Tim khusus yang dimaksud Gus Yahya hampir identik dengan Satuan Tugas Pencegahan dan Penanggulangan Kekerasan Seksual (Satgas PPKS).
Satgas PPKS dibentuk Kementerian Pendidikan, Kebudayaan, Riset dan Teknologi (Mendikbudristek) sebagai garda terdepan mencegah kekerasan di lingkungan pendidikan.
“Jadi harus kita sosialisasikan seperti Kemendikbud dan rencananya akan kita terapkan di setiap pesantren untuk mensosialisasikan dan meningkatkan kesadaran di lingkungan pesantren,” ujarnya.
Gus Yahya menilai tim khusus mempunyai peran penting dalam mencegah kekerasan di pesantren. Ingatlah bahwa sistem dan peraturan sekolah berasrama sangat bergantung pada tradisi yang berkembang secara alami.
Oleh karena itu hampir tidak ada pesantren yang dijalankan dengan rencana tertentu sejak awal.
Dikatakannya, “Terkait kasus-kasus perundungan di pesantren, kemungkinannya tersembunyi karena di lingkungan pesantren, para remaja berkumpul, sehingga selalu ada kemungkinan rentan terhadap masalah perundungan.”
Di sisi lain, banyak permasalahan kompleks yang terkait dengan hal tersebut di pesantren.
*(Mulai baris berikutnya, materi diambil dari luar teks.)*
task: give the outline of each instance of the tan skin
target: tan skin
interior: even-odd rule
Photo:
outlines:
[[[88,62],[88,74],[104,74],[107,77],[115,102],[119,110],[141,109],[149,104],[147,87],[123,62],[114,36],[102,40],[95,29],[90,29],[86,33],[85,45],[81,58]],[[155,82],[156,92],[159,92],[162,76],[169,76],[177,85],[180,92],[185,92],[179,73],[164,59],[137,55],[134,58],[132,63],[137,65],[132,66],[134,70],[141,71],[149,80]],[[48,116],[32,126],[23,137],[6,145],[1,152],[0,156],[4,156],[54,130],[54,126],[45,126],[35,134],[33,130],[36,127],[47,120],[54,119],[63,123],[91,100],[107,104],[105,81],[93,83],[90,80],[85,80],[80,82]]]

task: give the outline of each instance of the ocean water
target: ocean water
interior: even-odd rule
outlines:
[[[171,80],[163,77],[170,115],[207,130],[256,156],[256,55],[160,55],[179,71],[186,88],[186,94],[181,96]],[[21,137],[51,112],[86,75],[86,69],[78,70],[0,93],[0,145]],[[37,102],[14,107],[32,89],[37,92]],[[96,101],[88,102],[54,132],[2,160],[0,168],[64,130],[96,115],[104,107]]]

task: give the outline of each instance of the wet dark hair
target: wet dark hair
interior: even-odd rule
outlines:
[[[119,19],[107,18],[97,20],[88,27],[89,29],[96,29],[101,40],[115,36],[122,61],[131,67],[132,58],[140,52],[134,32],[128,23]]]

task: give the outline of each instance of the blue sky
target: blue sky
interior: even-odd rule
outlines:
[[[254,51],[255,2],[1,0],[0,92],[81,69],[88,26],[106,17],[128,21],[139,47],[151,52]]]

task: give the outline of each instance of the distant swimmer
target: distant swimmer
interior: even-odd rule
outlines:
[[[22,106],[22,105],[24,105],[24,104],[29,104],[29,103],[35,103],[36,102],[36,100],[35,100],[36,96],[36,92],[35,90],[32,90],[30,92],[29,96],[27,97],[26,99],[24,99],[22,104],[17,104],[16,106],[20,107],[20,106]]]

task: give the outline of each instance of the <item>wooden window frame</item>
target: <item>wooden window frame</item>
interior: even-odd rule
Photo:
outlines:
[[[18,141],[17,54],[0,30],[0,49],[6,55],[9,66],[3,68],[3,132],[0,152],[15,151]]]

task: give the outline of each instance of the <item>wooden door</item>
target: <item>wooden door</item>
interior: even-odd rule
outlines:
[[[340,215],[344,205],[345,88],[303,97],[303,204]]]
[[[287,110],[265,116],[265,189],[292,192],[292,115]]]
Oleh karena itu, PBNU menilai penting dibentuk tim khusus yang memiliki strategi komprehensif untuk menangani hal tersebut.
“Kami tidak mengecamnya, tapi kami butuh waktu untuk menyelesaikan masalah ini sepenuhnya,” ujarnya.
Sebelumnya, kasus meninggalnya Bibi sempat viral di media sosial dan dikecam masyarakat.
Nahar, Deputi Perlindungan Anak Khusus Kementerian Pemberdayaan Perempuan dan Perlindungan Anak (KMENPPA), menjelaskan kejadian tersebut dari sudut pandang keluarga. Informasi tersebut diperoleh dari Tim Pengabdian Sahabat Perempuan dan Anak (SAPA) 129.
Pada 23 Februari, keluarga korban mendapat kabar meninggalnya istri dari salah satu pesantren. Pihak pesantren menyebut Bibi meninggal karena sakit perut dan terjatuh di kamar mandi, bukan akibat kekerasan.
Pihak pesantren mengatakan, korban sempat dilarikan ke rumah sakit namun tidak dapat ditolong.
Saat keluarga korban menemukan jenazahnya, ditemukan hal aneh. Darah mengalir dari peti mati.
Dari sinilah kecurigaan pihak keluarga semakin kuat dan mereka meminta kain kafan anak korban dibuka. Kondisi tubuh anak korban sangat memprihatinkan, banyak jenis luka yang terlihat di sekujur tubuh.
Kondisi tubuh korban penuh lebam, luka, bekas luka bakar rokok di kaki, luka tusuk di dada, dan luka di leher.
Dugaan penganiayaan yang dialami korban diperkuat dengan bukti berbagai luka yang terlihat jelas di sekujur tubuhnya. Saat ini, kami telah menetapkan empat orang tersangka, antara lain MN (18), MA (18), AF (16). tentang , dan AK (17) dan mereka telah ditangkap. “Kami akan memantau kasus ini sampai anak korban mendapatkan keadilan yang layak,” kata Nahar.